Wiki-based archival description and storage/Print version

From Wikibooks, open books for an open world
Jump to navigation Jump to search

This wikibook is a practical manual for organizations and individuals who have archives that they need to arrange, describe, digitize, and store — and who wish part of these archives to be part of "the sum of all knowledge" in the Wikimedia movement. It explains a system of safe, permanent storage for archival items that encompasses everything from initial accessioning and evaluation; through arrangement, description, and digitization (or digital conversion for digitally-created items); to techniques of shelving, boxing, and conservation. It includes details of how to manage collaborative (crowd-sourced) transcriptions on Wikisource, and the integration of knowledge from the archives into Wikipedia articles.
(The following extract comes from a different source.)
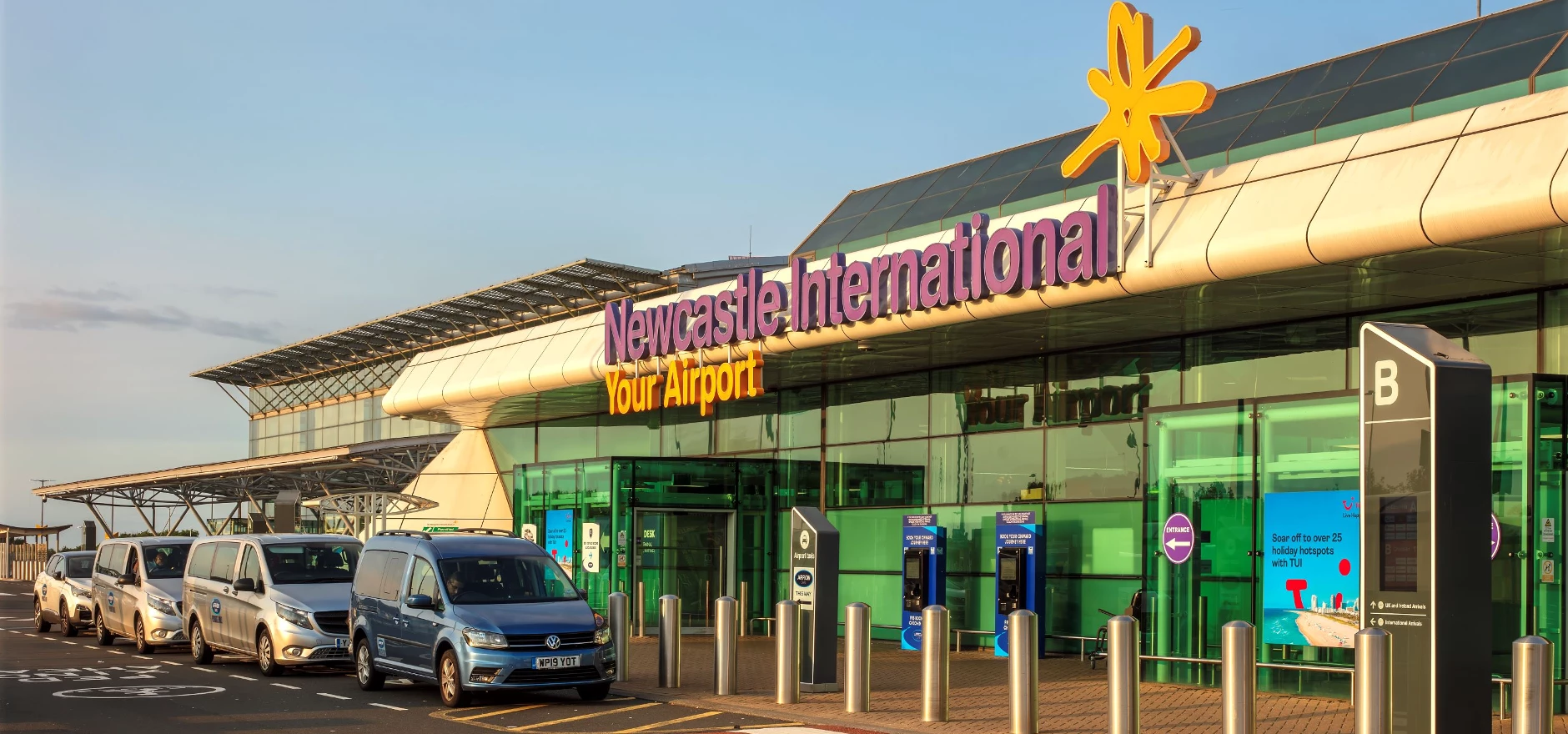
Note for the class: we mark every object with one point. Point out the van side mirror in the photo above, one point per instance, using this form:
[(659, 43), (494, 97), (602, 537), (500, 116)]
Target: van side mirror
[(420, 601)]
If you are using the guidelines in this wikibook to manage your archives, we invite you to also edit these pages as you learn what works and what doesn't, in order to share your knowledge with the rest of the community. You may also like to share your specific experiences by creating learning resources on Wikiversity.

Wikis[edit]

What is an archive?

An archive is an accumulation of primary source records that have accumulated over the course of an individual or organization's lifetime, that are kept to show the function of that person or organization. The records have been naturally and necessarily generated as a product of regular activities, and may also have been collected and selected intentionally in order to represent the history of the archive owner. Read more on Wikipedia…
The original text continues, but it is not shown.